As a global community, a nation, and as individuals, we are navigating grief. For some, it’s the loss of a family member to COVID or their employment; for others it’s the loss of the vacation or dining at a restaurant. I’m not casting aspersions at anyone. Grief is complicated. There truly isn’t a grief olympics.
Grief stitches itself into a person and leaves the ends of the thread hanging out. Sometimes, you feel the twinge of the deeply-seated stitch of the loss of your father six years ago. Sometimes, the dangling thread catches on a current moment and you cast books from your shelves searching for an ephemeral gift from a newly gone friend. Your response to “Did you maybe throw it away?” is a wail of “I didn’t know she was going to die!”

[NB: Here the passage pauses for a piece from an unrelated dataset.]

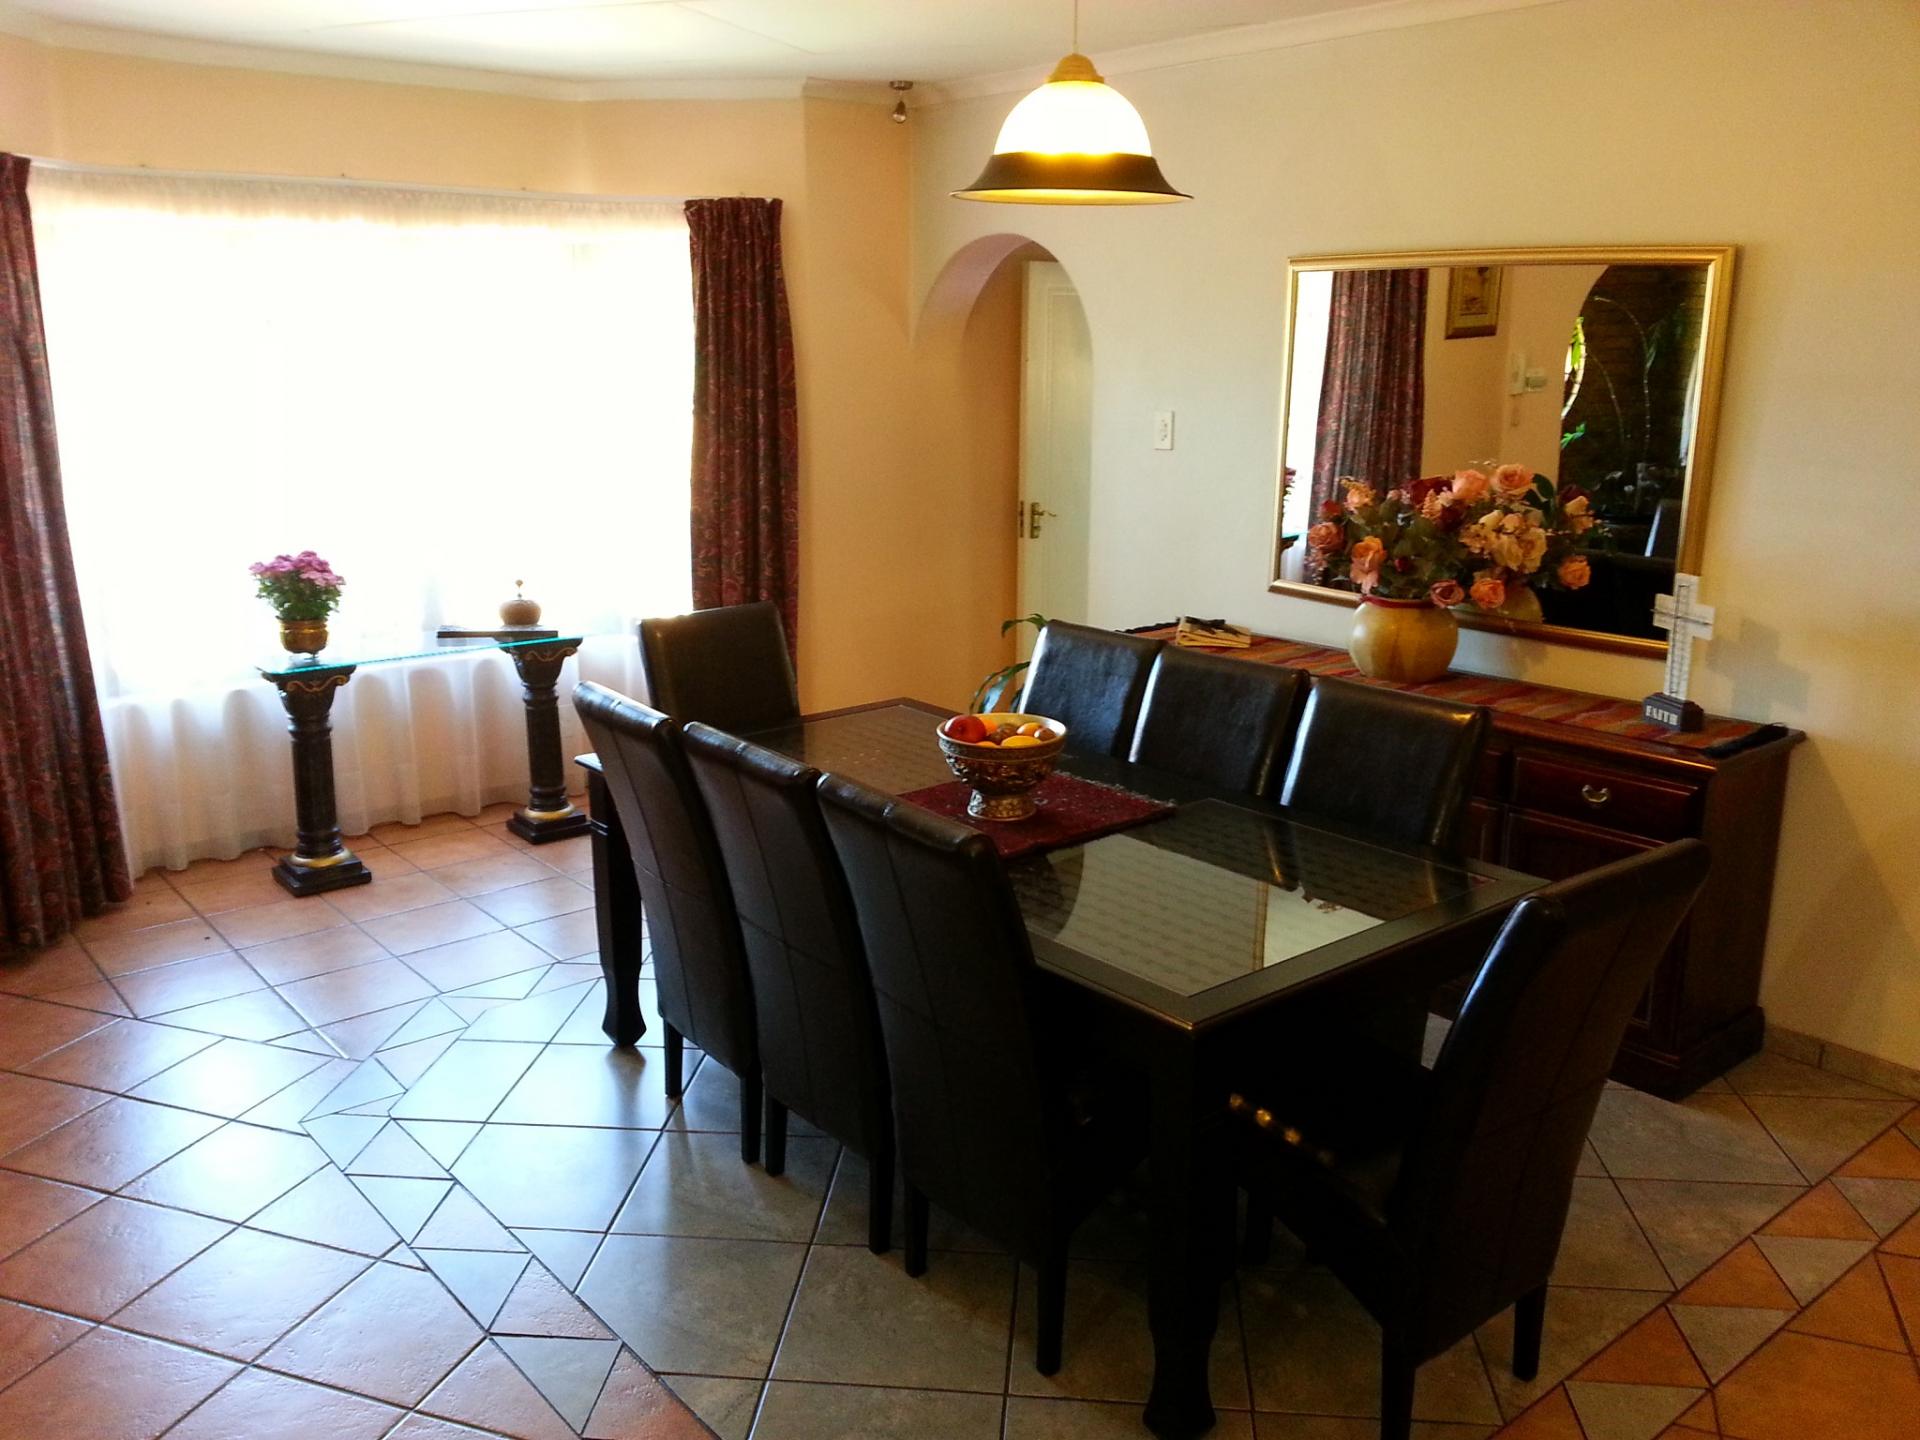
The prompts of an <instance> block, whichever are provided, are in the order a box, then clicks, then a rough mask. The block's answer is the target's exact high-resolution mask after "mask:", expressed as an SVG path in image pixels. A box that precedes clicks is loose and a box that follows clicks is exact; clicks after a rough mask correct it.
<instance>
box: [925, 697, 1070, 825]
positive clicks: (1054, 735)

Grief challenges our ideas of how our lives are meant to be – of course our good friends, our spouses, our beloved pets will be with us always, of course our lives will continue forward with total freedom and no mass casualty events like a pandemic. For most of us, we don’t have ready tools to move forward in grief because we have never imagined a scenario where we would truly suffer loss. Grief always catches us by surprise, even if the person we lose is 93 years old, even if we know, though do not acknowledge, that everything is always changing. Sometimes we are mourning the loss of what we thought would be.
I try to write the grief out. Write about my father, about my friend, about a dream (and livelihood) on hold, the ravages of cancer. I try to reason my way through to the other side. But there is no other side. I recently read a snippet of a Seamus Heaney poem that sounded distinctly un-Heaney in matter:
To have lived it through and now be free to give
Utterance, body and soul – to wake and know
Every time that it’s gone and gone for good, the thing
That nearly broke you –
Turns out the quote is Heaney’s translation of the poet J. C. Bloem from a poem entitled “After the Liberation,” referring to the end of World War II. What a wish to “wake and know / every time that it’s gone and gone for good, the thing / that nearly broke you.” And still I wonder if that stanza can only refers to one layer, one moment, for surely the grief of the immensity of loss in the Shoah and World War II continues onward even to this day.
In some ways, it comforts me to think that there is no “other side.” There is just this side, with its griefs and its joys. With pain and with continuance, bravery and sorrow. To know that you will lose makes this moment of having more valuable, more present. The gift does not make the sorrow less. In fact, they are interdependent, “Elegy and ode our magnetic north and south,” from the poem “Equator” by Arthur Sze in The Ginko Light. We must praise in order to mourn.
I will still sit in the middle of the floor surrounded by books I’ve torn off the shelves weeping for my lost friend because I had the privilege to love her. I will still stand in the morning and praise the light reflected from the glacier because I also mourn that glacier’s retreat. I will not cease to love because I know that love is sewn to grief.